One of William Mitchell's most interesting points about the realities of digital life is made relatively early on in Me++. In the following passage, Mitchell discusses the discontinuities of the digital world.

In the fast-paced, digitally mediated worlds that we have constructed for ourselves, what exists between 0 and 1, a pixel and its neighbor, or a discrete time interval and the next? The answer, of course, is nothing -- profoundly nothing; there's no there there. The digital world is logically, spatially, and temporally discontinuous.

Our networks are similarly discontinuous structures; they have well-defined access points, and between these points things are in a kind of limbo. If you drop a letter into a mailbox, it disappears into the mail network until it shows up at the recipient's box, and if you send an email, it's just packets in the Internet cloud until it is reassembled upon receipt. Obviously it is possible, in principle, to precisely track things through networks, but in practice we rarely care about this. We experience networks at their interfaces, and only worry about the plumbing behind the interfaces when something goes wrong.

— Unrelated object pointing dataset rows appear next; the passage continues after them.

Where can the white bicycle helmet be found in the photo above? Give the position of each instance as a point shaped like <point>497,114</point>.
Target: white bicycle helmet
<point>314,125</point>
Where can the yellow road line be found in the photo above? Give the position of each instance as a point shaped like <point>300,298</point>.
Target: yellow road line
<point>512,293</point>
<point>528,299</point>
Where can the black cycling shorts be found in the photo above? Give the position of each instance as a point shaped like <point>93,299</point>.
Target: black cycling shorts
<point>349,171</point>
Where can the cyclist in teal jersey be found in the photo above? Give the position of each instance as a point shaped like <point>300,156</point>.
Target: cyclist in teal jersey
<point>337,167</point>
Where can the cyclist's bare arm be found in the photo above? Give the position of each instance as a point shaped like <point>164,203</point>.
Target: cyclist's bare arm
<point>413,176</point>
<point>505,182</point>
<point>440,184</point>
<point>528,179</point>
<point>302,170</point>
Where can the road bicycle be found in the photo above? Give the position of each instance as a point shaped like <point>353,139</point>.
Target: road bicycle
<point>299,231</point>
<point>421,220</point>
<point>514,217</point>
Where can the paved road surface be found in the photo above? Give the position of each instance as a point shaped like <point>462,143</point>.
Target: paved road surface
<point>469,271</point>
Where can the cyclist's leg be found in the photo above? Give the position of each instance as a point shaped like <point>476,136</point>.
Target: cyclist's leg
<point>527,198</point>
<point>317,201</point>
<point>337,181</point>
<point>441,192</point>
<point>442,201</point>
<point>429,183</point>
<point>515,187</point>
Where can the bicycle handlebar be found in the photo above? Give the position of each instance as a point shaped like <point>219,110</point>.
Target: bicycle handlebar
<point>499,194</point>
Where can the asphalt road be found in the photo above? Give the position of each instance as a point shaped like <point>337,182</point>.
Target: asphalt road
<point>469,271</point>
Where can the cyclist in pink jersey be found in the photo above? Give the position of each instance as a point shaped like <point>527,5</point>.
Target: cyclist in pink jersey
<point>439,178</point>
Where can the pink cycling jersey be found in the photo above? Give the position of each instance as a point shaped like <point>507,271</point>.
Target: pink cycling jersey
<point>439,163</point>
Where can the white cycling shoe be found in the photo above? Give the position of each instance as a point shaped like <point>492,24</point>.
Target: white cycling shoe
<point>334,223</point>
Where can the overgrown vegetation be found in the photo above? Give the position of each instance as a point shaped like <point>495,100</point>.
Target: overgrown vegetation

If you transfer yourself through a network, you directly experience this limbo. It is, perhaps, most dramatic on intercontinental night flights. You have your headphones on, there is darkness all around, and there is no sensation of motion. The video monitor constructs a local reality, and occasionally interrupts it to display current times at origin and destination. It is best not to worry too much about how to set your watch right now, precisely where you are, or whose laws might apply to you. [pages 14-15]

This assertion brings to mind some questions:

1. How does this concept of "nothing" come to play in other aspects of the digital world and thereby everyday life?

2. Is digital and network discontinuity positive, negative, or neither?

3. Where else besides Mitchell's example of airplane travel can network discontinuity be experienced by people?

4. When things or people are transmitted through a discontinuous network, is anything lost in the transmission, and if so, what is it, and in what circumstances?

References

Mitchell, William J. Me++: The Cyborg Self and the Networked City. Cambridge: MIT Press, 2003.